Anxious brains can’t learn, and brains that don’t feel safe will organise young bodies (all bodies) for fight, flight (avoidance, refusal, disengagement, perfectionism), or shutdown. 

Without connection, warmth, a sense of belonging, feeling welcome, moments of joy, play, and levity, relational safety will be compromised, which will compromise learning and behaviour. It’s just how it is. Decades of research and experience are shouting this at us. 

Yet, we are asking more and more of our teachers. The more procedural or curriculum demands we place on teachers, the more we steal the time they need to build relationships - the most powerful tool of their trade. 

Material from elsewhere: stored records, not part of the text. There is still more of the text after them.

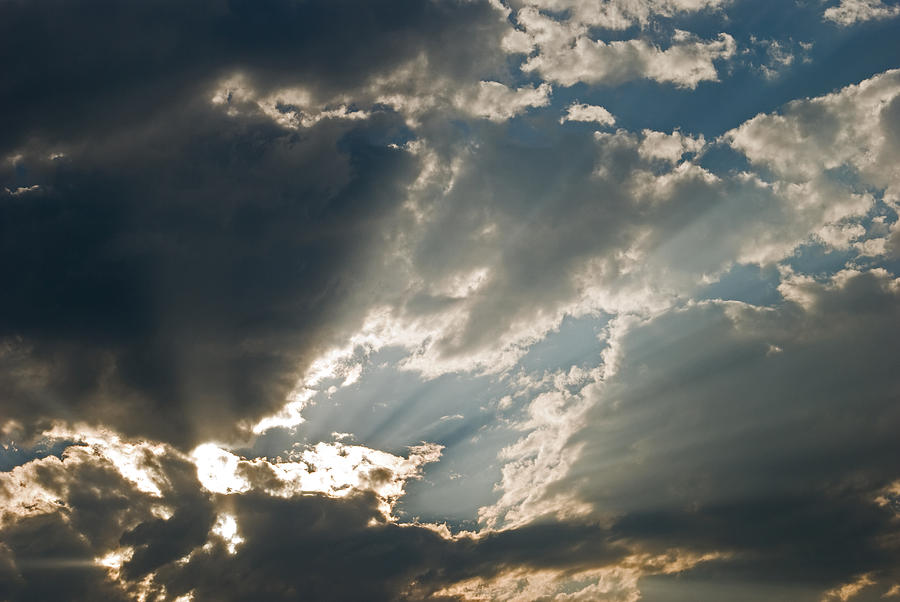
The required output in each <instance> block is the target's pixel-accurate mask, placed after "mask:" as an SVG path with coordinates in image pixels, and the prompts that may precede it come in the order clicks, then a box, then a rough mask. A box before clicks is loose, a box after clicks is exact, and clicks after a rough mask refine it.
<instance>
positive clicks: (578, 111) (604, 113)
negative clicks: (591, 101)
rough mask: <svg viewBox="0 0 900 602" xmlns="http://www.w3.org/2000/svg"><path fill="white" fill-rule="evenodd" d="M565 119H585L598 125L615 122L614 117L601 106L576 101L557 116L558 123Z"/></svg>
mask: <svg viewBox="0 0 900 602" xmlns="http://www.w3.org/2000/svg"><path fill="white" fill-rule="evenodd" d="M566 121H587V122H590V123H597V124H599V125H615V124H616V118H615V117H613V115H612V113H610V112H609V111H607V110H606V109H604V108H603V107H598V106H594V105H585V104H578V103H572V104H571V105H569V106H568V108H567V109H566V114H565V115H563V116H562V117H560V118H559V122H560V123H565V122H566Z"/></svg>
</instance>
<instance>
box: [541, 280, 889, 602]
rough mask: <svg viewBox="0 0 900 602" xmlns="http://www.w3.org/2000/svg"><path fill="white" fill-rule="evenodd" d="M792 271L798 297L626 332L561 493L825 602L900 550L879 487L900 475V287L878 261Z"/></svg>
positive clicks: (713, 309) (684, 316)
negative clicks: (899, 381)
mask: <svg viewBox="0 0 900 602" xmlns="http://www.w3.org/2000/svg"><path fill="white" fill-rule="evenodd" d="M788 282H789V283H791V284H790V286H787V287H786V286H784V285H783V286H782V291H783V292H784V293H785V294H786V295H787V296H788V297H789V298H796V299H801V298H802V299H804V300H805V301H804V306H800V305H798V304H795V303H792V302H788V303H786V304H785V305H784V306H783V307H781V308H779V309H777V310H763V309H758V308H749V307H747V306H743V305H739V304H724V303H712V304H704V305H698V306H693V307H690V308H687V309H684V310H679V311H673V312H669V313H667V314H664V315H662V316H660V317H658V318H655V319H654V320H652V321H650V322H648V323H646V324H644V325H641V326H638V327H636V328H634V329H633V330H631V331H630V332H629V333H628V334H627V335H626V336H625V337H624V339H623V340H622V346H621V348H620V349H619V350H618V352H619V353H620V354H621V355H620V356H619V357H620V361H621V363H620V364H618V367H617V372H616V374H615V376H613V377H612V378H611V379H610V380H609V381H608V382H606V383H605V384H604V385H601V389H599V390H598V397H597V403H596V406H595V409H593V410H592V411H591V412H590V413H589V414H588V415H587V420H586V424H587V425H588V426H586V427H585V428H584V429H583V430H582V431H581V432H580V433H579V434H577V435H576V436H574V437H573V440H572V441H571V442H570V444H571V445H573V446H580V445H583V446H584V447H583V451H582V453H581V455H580V457H579V459H578V460H577V462H575V464H574V465H573V467H572V469H571V471H570V474H569V475H568V476H567V477H566V478H565V479H563V480H562V481H561V482H560V483H559V484H558V487H557V488H554V489H553V491H569V492H576V495H577V497H578V498H579V499H581V500H583V501H586V502H589V503H590V504H592V505H593V506H594V508H595V511H596V512H598V513H599V514H600V515H607V514H608V515H612V516H618V517H619V519H617V522H616V524H615V526H614V527H613V528H612V531H613V532H614V533H615V534H616V535H617V536H619V537H623V538H625V539H633V540H635V541H640V542H642V545H645V546H652V545H653V544H654V542H657V543H660V544H662V545H663V546H664V547H665V546H671V545H680V546H685V547H688V548H692V547H696V549H698V550H718V551H725V552H729V553H731V554H733V557H732V558H728V559H727V560H722V561H720V563H719V564H717V565H715V566H717V567H718V568H716V569H715V570H713V569H711V568H708V567H707V568H704V569H702V570H703V571H706V572H704V573H703V574H710V575H713V574H717V575H719V577H720V578H731V579H735V580H743V581H746V582H755V583H759V582H765V583H770V584H771V583H794V584H795V585H801V584H802V585H804V586H806V587H807V588H808V590H807V594H808V595H809V599H818V597H820V596H821V594H822V592H823V591H824V590H825V589H827V588H830V587H834V586H836V585H839V584H841V583H847V582H850V581H853V580H854V579H855V578H856V577H857V576H859V575H860V574H862V573H867V572H870V571H871V572H872V573H873V575H876V576H884V575H885V574H890V573H891V572H892V571H893V570H894V569H895V567H896V564H897V561H898V559H900V547H898V545H897V541H898V535H900V532H898V517H897V514H896V508H895V507H894V506H893V505H892V504H890V503H886V502H885V500H888V501H889V497H890V496H888V497H887V498H885V497H884V491H885V489H886V488H887V487H889V486H890V485H891V484H892V483H894V482H895V481H896V480H897V479H900V470H898V468H897V463H896V457H897V454H898V453H900V446H898V440H897V437H896V436H895V433H896V430H897V428H898V426H900V413H898V410H897V401H898V399H900V389H898V386H897V380H896V358H897V357H898V355H900V347H898V341H900V329H898V325H900V295H898V289H897V284H896V282H894V281H893V280H892V279H891V278H890V277H888V276H886V275H885V274H883V273H879V272H870V273H862V274H848V275H846V277H843V276H842V277H840V278H838V280H837V283H836V284H832V285H828V284H822V283H813V282H798V281H791V280H788ZM801 291H802V297H801V296H800V295H801ZM551 493H552V491H551ZM879 497H881V498H882V499H881V501H877V500H878V498H879ZM709 571H711V572H709ZM723 576H727V577H723Z"/></svg>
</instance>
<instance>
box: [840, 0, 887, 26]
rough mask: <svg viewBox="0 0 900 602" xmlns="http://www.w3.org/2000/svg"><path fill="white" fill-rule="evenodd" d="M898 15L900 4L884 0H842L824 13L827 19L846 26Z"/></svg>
mask: <svg viewBox="0 0 900 602" xmlns="http://www.w3.org/2000/svg"><path fill="white" fill-rule="evenodd" d="M897 15H900V6H896V5H889V4H885V3H884V2H883V1H882V0H840V3H839V4H838V5H836V6H830V7H828V8H826V9H825V13H824V17H825V19H826V20H828V21H833V22H835V23H837V24H838V25H843V26H845V27H846V26H849V25H853V24H855V23H860V22H864V21H871V20H873V19H890V18H892V17H896V16H897Z"/></svg>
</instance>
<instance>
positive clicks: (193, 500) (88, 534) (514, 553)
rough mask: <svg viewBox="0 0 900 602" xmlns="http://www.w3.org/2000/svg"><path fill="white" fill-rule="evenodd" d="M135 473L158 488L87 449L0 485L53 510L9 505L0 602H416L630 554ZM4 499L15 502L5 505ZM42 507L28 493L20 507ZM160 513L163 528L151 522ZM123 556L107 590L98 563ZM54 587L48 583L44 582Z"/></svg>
mask: <svg viewBox="0 0 900 602" xmlns="http://www.w3.org/2000/svg"><path fill="white" fill-rule="evenodd" d="M140 449H141V450H142V451H140V452H139V453H140V454H142V460H141V462H140V465H141V466H142V467H143V468H144V469H148V470H151V471H152V474H153V475H154V482H156V483H157V484H159V485H161V487H160V493H159V495H158V496H157V495H155V494H153V493H146V492H144V491H140V490H139V489H138V488H137V487H136V485H135V483H133V482H131V481H130V480H128V479H126V478H124V476H123V474H122V473H120V472H118V470H117V469H116V468H115V467H114V465H113V464H112V463H111V462H110V460H109V459H107V458H106V457H104V456H103V455H102V454H98V453H97V451H96V450H94V449H93V448H87V447H75V448H70V449H69V450H67V452H66V453H64V454H63V457H62V459H58V458H55V457H52V458H44V459H42V460H36V461H34V462H33V463H31V464H28V465H25V466H21V467H18V468H17V469H16V471H15V472H14V473H12V474H11V475H4V478H3V480H0V482H2V483H4V485H6V486H10V487H17V486H20V485H18V484H19V483H22V482H25V483H26V484H27V485H26V486H29V487H38V486H39V487H41V488H42V491H44V492H46V493H49V494H50V495H51V496H53V497H56V498H57V499H56V500H55V502H54V507H52V508H50V507H45V508H44V509H43V510H42V511H37V512H36V511H35V509H36V506H33V505H31V504H28V503H27V502H26V503H25V504H24V505H17V504H15V503H11V502H10V500H14V499H16V498H15V492H11V491H6V490H0V495H2V496H3V497H2V499H5V500H6V501H7V502H10V503H8V504H7V506H8V510H7V511H6V512H5V513H4V514H3V516H2V522H0V537H2V541H3V544H4V546H3V547H0V587H2V588H3V589H2V590H0V591H2V592H3V594H4V597H5V599H9V600H12V601H15V602H19V601H20V600H41V599H70V600H92V599H110V600H115V599H126V598H127V599H132V598H134V597H135V596H136V595H137V592H144V593H145V594H157V595H159V596H160V598H159V599H164V600H173V599H175V598H177V597H178V596H180V595H183V594H187V593H188V592H193V596H194V598H193V599H195V600H198V602H199V601H206V600H223V601H224V600H228V601H239V600H295V599H297V598H298V597H300V598H303V599H314V600H356V599H359V600H363V599H364V600H401V599H409V600H420V599H432V598H433V597H434V596H435V595H436V592H438V591H439V590H441V589H442V588H445V587H447V586H449V585H452V584H453V583H457V582H459V581H461V580H466V579H471V578H483V579H490V578H492V577H494V576H497V575H500V574H502V573H505V572H507V571H510V570H515V569H525V570H544V569H550V570H559V571H573V572H577V571H581V570H586V569H592V568H597V567H602V566H608V565H610V564H613V563H615V562H618V561H620V560H621V559H622V558H623V557H625V556H626V555H628V554H629V553H630V550H631V548H630V547H629V546H626V545H622V544H621V543H618V542H617V541H615V538H614V537H613V536H611V534H610V533H609V531H608V530H607V529H606V528H604V527H602V526H599V525H591V524H577V523H545V524H534V525H529V526H525V527H522V528H519V529H516V530H514V531H503V532H494V533H486V534H484V535H483V536H481V537H479V538H474V537H471V536H463V537H460V538H457V539H450V538H447V537H446V535H444V534H442V533H439V532H438V531H437V530H434V529H431V528H428V527H425V526H421V525H398V524H396V523H393V522H388V521H386V520H385V518H384V515H383V514H382V513H381V511H380V510H379V505H380V503H381V500H379V498H377V497H376V496H375V495H374V494H373V493H371V492H362V491H358V492H353V493H352V494H351V495H349V496H347V497H344V498H332V497H328V496H325V495H320V494H307V495H297V496H294V497H287V498H284V497H278V496H273V495H269V494H267V493H264V492H262V491H259V490H253V491H249V492H247V493H243V494H233V495H214V494H210V493H209V492H207V491H205V490H203V489H202V488H201V487H200V485H199V483H198V482H197V478H196V474H195V471H194V470H193V466H192V465H191V464H190V463H187V462H185V461H184V460H183V459H181V458H179V457H177V456H176V455H174V454H170V453H159V452H153V453H151V452H150V451H149V448H140ZM9 496H12V497H9ZM32 497H33V498H34V499H35V500H36V501H37V500H38V499H39V498H40V497H41V495H40V494H39V493H38V489H34V490H33V491H32V492H31V493H30V494H29V498H32ZM158 507H163V508H166V509H168V511H169V515H168V516H167V517H160V516H157V513H156V512H155V509H156V508H158ZM220 513H224V514H226V515H228V516H232V517H234V519H235V523H236V525H237V530H238V532H237V534H238V536H239V537H240V539H241V541H240V543H237V545H236V547H235V549H234V550H232V551H229V550H228V548H227V547H226V545H225V542H224V541H223V540H222V539H221V538H220V537H219V536H218V535H215V534H213V533H211V532H210V531H211V528H212V526H213V524H214V519H215V516H216V515H217V514H220ZM121 546H125V547H127V548H132V549H133V553H132V555H131V556H130V559H129V560H127V561H126V562H125V563H124V564H123V566H122V568H121V570H120V571H119V572H118V575H119V577H118V578H116V579H109V578H108V577H107V574H106V569H104V568H102V567H100V566H98V565H97V564H96V559H97V558H101V557H104V556H106V555H107V554H108V553H110V552H112V551H115V550H119V549H120V547H121ZM51 577H52V578H51Z"/></svg>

There is no procedure or reporting that can take the place of relationship in terms of ensuring a child’s capacity to learn and be calm. 

There are two spaces that teachers occupy. Sometimes they can happen together. Sometimes one has to happen first. 

The first is the space that lets them build relationship. The second is the space that lets them teach kids and manage a classroom. The second will happen best when there is an opportunity to fully attend to the first. 

There is an opportunity cost to everything. It isn’t about relationships OR learning. It’s relationships AND learning. Sometimes it’s relationships THEN learning. 

The best way we can support kids to learn and to feel calm, is to support teachers with the space, time, and support to build relationships. 

The great teachers already know this. What’s getting in the way isn’t their capacity or their will to build relationships, but the increasing demands that insist they shift more attention to grades, curriculum, reporting, and ‘managing’ behaviour without the available resources to build greater physical (sensory, movement) and relational safety (connection, play, joy, belonging).